Marc Benioff of Salesforce added that “Capitalism as we know it is dead. This obsession with the pursuit of profits just for shareholders does not work”. IBM’s Gina Rometty said that there are now two types of business “good and bad”.
Jim Snabe of Maersk said, “companies need to start making the change right now, to the way they work, the resources they use, the taxes they pay, and the decisions they make.”
Smarter choices, positive impact.
The ideology sounds compelling. The challenge is to ensure that it changes how businesses work, the choices we make, and the impacts we have.
“Smarter choices” is the first challenge. A key role for the business leader is to make decision, yet this has become much harder of a complex world of many trade-offs. Strategy is also about choices, the directions and priorities for the business, short and long-term.
“Smart” lies in the ability to align the business purpose with all its stakeholders, and to find an effective way in which together they can sustain enlightened value creation.
“Positive impact” is the second challenge. Long have we heard the mantra, “what gets measured gets done”. Therefore, leaders need to underpin their stakeholder ideology with a new set of performance metrics, which drive behaviours, define progress, and rewards.
“Positive” lies in the ability for the business to create a “net positive” contribution to the world in which it exists, some of which will be financial, but also non-financial.
In particular, I get frustrated when people get excited about new zero. Yes of course, we want and need to dramatically reduce the carbon emissions of business. But net zero sounds like a terrible compromise, and indeed we see many carbon emitters still seeking to offset their badness by planting forests of trees, and claiming net zero as a success.
Positive impact is therefore about value creation. Creating more value for all stakeholders.

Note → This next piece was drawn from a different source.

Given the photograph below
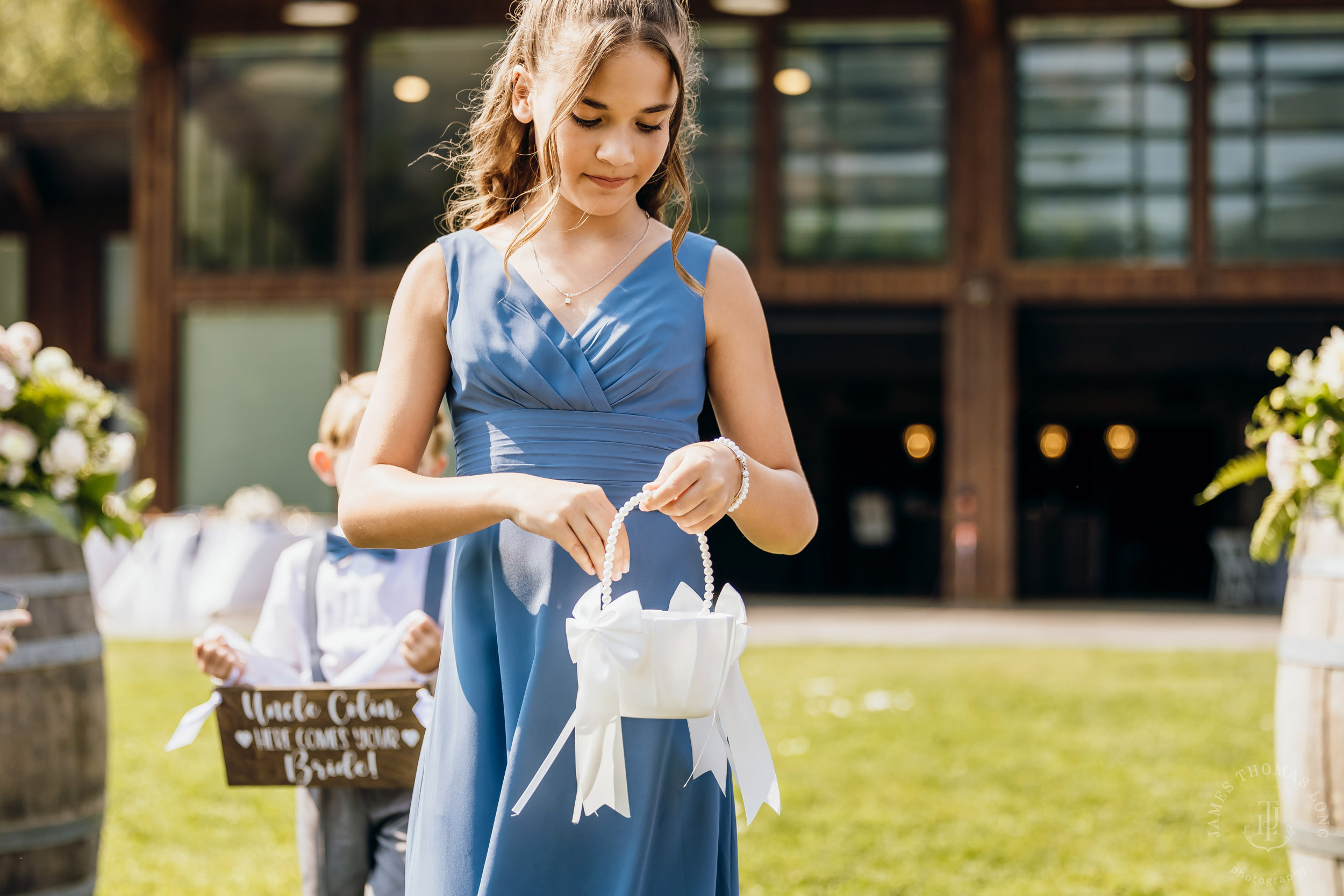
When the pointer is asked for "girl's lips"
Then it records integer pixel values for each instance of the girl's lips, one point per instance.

Not as a compromise or trade-off. Not the short-termist mindset that will seek more value for shareholders at the expense of customers (less innovation) or employees (lower salaries) or society (negative impacts).
This is not utopia. It comes by creating that bigger “value pie” and then each taking a fairer, larger slices of a bigger whole.
It comes through a long-term perspective – how business wins through amazing and well rewarded people, who develop and deliver incredible products and services for customers, who are happy to pay more for them and stay loyal, with less harm to the environment and more good for society, all producing more and more sustained returns for shareholders too.
And as a results a sustainable, virtuous circle of value creation emerges. Sustained, shared, superior value.
Performance metrics, making it happen.
All this sounds great. But what gets measured gets done.
Stakeholder capitalism desperately needs a set of metrics for sustainable value creation.
To seek a coherent model for this across the business and investment communities, the WEF brought 140 of the world’s largest companies together, supported by the four largest accounting firms – Deloitte, EY, KPMG and PwC.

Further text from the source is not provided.